They all stared at one another. Then the woman screamed and Melda sprang at the woman and slapped her on the cheek.

“Stop that! Stop it! What are you doing with that bag?”

The woman tightened her grip on the bag. “This is mine! Get out!”

Melda made a grab for the bag. The woman yanked it back and the table went over.

“Now look!”

Elif snatched at the woman’s scarf. Melda kept her eyes on the bag. “What’s in there? What are you stealing?”

They heard running footsteps in the corridor and one of their girls put her head around the door, then withdrew it again.

The woman with the bag seemed to have trouble breathing. Her eyes bulged and her face went red. Elif gave the scarf a last savage tug and Melda went for the bag. The woman staggered and let it go. “It’s mine,” she choked.

“Drop it, auntie. If it was yours you’d have packed it by now. Go on, get out!”

They shoved the woman into the corridor. She was wringing her hands, but there were two of them and there wasn’t much she could do. Melda and Elif put their backs to the door and watched the handle rattle.

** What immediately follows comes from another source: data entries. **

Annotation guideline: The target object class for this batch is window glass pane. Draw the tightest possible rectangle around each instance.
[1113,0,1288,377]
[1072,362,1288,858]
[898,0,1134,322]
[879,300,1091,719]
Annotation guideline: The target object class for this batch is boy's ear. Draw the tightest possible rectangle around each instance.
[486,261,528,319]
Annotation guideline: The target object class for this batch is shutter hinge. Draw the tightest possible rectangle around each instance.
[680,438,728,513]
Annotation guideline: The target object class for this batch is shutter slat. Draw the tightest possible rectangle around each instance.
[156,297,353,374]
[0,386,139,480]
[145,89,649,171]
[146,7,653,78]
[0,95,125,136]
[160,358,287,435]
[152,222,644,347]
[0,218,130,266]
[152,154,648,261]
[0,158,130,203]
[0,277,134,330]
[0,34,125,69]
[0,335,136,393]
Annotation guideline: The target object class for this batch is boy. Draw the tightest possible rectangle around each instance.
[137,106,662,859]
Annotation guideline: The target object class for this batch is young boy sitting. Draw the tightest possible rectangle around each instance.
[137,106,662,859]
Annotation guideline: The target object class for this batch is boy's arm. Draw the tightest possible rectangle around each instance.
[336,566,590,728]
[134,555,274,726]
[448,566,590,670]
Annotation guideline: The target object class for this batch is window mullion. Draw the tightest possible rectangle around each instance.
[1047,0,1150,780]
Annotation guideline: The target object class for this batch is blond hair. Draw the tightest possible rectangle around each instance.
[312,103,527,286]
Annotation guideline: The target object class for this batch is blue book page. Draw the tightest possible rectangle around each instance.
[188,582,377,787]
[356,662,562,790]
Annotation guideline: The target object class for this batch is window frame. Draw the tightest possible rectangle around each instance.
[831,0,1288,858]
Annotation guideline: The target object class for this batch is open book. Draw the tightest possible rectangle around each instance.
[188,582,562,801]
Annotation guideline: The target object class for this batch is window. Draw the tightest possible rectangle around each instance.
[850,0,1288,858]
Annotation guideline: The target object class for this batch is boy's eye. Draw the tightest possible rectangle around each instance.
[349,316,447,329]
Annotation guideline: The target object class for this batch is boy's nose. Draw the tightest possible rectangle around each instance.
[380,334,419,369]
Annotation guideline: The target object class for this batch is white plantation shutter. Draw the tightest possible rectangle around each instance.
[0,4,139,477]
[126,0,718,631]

After a while they heard more people running in the corridor. The handle went still.

The two girls turned to each other and burst out laughing.

Later they looked into the bag. It was pathetic what those women tried to carry off-right down to their kohl, and half-used bottles of rosewater, and little paper talismans. The woman they’d surprised had obviously thought she could get away with the coffeepot! Even if she’d been the coffee kalfa, it didn’t belong to her. The rest of the stuff in the bag was almost certainly stolen, too. All that money-and she wasn’t even pretty.

Elif shrugged. Those women were old and their sultan was dead. She thought of the woman they’d frightened on the floor below. Perhaps they should have seized her room.

It is our turn now, she thought, as she examined the scarf. It wasn’t even torn.

But Elif had made a serious mistake.

The woman on the floor below was the lady Talfa. She was neither particularly young nor particularly pretty. But she had no plans to leave. She took no orders from the chief black eunuch.

The lady Talfa was not one of the late Sultan Mahmut’s slaves.

She was his sister.

New girls could come in. Her nephew Abdulmecid could move into his new palace chambers. But for now, and always, this harem was her home.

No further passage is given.